One should not confuse plausibility with authenticity; nor should we lose sight of the fact that ancient historical writing was much more about style than accuracy. Among the weapons in the historian's arsenal were set piece speeches and letters. Again the schools of rhetoric churned out hypothetical letters between contemporaries and these do occur in historical works, and collections, there are doubts about the authenticity of several of Isokrates' letters for instance and St Paul's for that matter.
The lists of works given in sources like Diogenes Laertius are equally problematic, Aristotle is credited with works that were produced by his 'school' and several well attested works are absent (Metreologika, for instance).

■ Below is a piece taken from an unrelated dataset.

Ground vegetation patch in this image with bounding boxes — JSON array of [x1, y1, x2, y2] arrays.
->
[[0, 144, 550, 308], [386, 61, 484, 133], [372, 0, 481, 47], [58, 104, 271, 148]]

It is thought that these catalogues derive from the book lists of the Library of Alexandria carelessly transcribed by one Hermippos who used out of date material and certainly did not check the validity of his ascriptions.
When one considers how the Library was stocked it is easy to see how exercises could be taken for authentic material. Every ship docking at Alexandria was searched for literature and it was copied at the Library and the copies returned. A manual on rhetoric would contain worked exercises of these hypothetical letters credited to various great men; a compiler then gathers a collection of a certain persons letters and includes all this cod material, a later biographer then uses the collected letters to illustrate certain points of character, et voila!
Naturally real letters did exist and some may be preserved; the ones in stone definitely are and Books XVIII to XX of Diodoros seem to preserve authentic decrees, which is not unusual if his ultimate source was Hieronymos as he is censured for his poor style, echewing speeches and dramatic set-pieces, the very things we now praise. There may still be useful matter in even the cod letters as the writer would base his exercise on something, but teasing out the genuine background from spurious accretions is a matter of pure choice (or bias) which makes the original 'facts' contained less useful and any case built on a letter fragile.
As so often it comes down to the balance of probability; how the correspondance would have been preserved and transmitted in the first place is an initial step, questions of vocabulary/syntax etc seem helpful but the preserved 'letter' may not represent a verbatim copy rather the author's paraphrase...caveat lector

When you think about, it free-choice is the only possible option.